In 1975, I lugged this paperback along with my brown bag lunch on my trips into the dreary downtown enclave that first fitfully entombed my youthful dreams - my dark office at the outset of my thirty-year fully-pensionable life sentence.
As my enthusiasm waned there, though eschewing the ribald loves of my fellow lifers’ way of all flesh, I found a fond friend in Fabrizio - O yes, Stendhal‘s ever-young protagonist, Fabrizio!
You see, his wayward mom and sparkling little aunt had given this kid a very long leash indeed.
Careful, ladies... His erratically errant psychological type is the kind of persona you have to watch - closely. As folks had to watch BOTH of us back then.
For Quixotic at heart, Fabrizio and I had vowed never to rescind our Law of the Quest.
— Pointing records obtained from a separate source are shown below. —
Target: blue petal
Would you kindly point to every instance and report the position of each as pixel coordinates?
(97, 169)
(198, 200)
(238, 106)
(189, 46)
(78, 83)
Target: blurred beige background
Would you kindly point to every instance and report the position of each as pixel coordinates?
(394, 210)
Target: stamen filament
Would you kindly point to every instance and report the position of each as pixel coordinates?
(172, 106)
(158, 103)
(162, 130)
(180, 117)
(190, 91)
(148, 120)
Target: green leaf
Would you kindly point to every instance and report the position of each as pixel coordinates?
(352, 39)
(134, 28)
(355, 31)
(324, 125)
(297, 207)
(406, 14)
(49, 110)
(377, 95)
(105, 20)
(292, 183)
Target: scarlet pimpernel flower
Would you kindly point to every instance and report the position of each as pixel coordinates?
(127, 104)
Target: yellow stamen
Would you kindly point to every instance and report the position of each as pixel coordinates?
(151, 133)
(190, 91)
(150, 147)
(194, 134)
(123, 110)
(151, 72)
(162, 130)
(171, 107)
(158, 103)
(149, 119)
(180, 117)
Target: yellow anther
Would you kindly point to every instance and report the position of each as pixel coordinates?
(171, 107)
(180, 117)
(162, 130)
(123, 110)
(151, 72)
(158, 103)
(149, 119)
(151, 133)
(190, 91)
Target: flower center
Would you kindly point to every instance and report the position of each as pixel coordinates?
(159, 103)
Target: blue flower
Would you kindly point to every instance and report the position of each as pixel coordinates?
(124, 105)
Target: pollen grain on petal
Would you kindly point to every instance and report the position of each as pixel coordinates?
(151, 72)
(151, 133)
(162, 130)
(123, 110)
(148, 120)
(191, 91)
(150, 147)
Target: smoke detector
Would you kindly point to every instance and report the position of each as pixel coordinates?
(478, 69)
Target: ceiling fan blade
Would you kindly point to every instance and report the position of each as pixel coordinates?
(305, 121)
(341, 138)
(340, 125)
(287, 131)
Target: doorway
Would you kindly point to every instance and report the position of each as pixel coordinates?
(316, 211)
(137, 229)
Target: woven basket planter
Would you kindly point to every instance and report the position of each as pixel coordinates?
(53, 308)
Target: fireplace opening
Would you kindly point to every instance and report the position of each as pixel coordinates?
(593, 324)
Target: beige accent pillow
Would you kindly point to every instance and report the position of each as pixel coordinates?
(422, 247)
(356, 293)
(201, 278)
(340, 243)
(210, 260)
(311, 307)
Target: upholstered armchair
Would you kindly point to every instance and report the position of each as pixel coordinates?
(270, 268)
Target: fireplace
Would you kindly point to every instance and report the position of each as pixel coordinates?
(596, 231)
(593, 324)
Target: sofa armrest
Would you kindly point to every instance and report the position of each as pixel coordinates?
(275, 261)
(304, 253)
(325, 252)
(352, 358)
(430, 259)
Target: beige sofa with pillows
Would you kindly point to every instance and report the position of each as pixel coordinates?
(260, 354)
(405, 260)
You see, we were born - and remained - rather dense naïfs, Fabrizio and I.
And if you’re like that, and just let the good times roll, you’re only headed for one of life’s many brick walls.
It’s just plain fact.
So here is Fabrizio, chafing at the bit for his first Quest, like Lord Byron’s Childe Harold, taking off for whatever Lady Luck might throw his way, leaving his childhood château to go onward and outward into the grim facts of life, in a Napoleonic Era paysage moralisé.
Perhaps it will do him some good...
And so, when his wonderful questing is rewarded with the Gorgon’s head of a thankless coming of age - finally! - reading that, I consoled myself with the empathetic thought that, like him, perhaps my best bet, and my ticket out of this darkly hellish lifelong sentence In an awful office, would be in the cloistered life of peaceful recollection he finally opts for.
And that’s to a certain extent what I’ve been given, now that my pension has locked in. A life of peaceful reflection - books and meditations on books. All I ever wanted. And now - after my life’s disastrous obstacle course - how sweet it all is.
Now, what I’ve said here is only the barest of outlines of Stendhal’s whopping good yarn.
In effect, though, he is preaching his rather coarse “make hay while the sun shines” to the youth of the Machine Age, who may, like Fabrizio and me, have had their noses otherwise perpetually stuck in a dumb Book of Chivalry.
But you know, kind author, for all your robust seat-of-your-pants fictional action - and ever-apparent arch irony - you should know better than to have advised us, the Fabrizio’s of the free world, to “carpe diem.”
For in your own life as a career diplomat, black tedium dogged your steps to the end -
But, believing in the Code of a Timeless Lifelong Quest, and avoiding your private and perilous affairs of the heart, has brought me and Fabrizio, finally, to the Peace of its Fulfillment.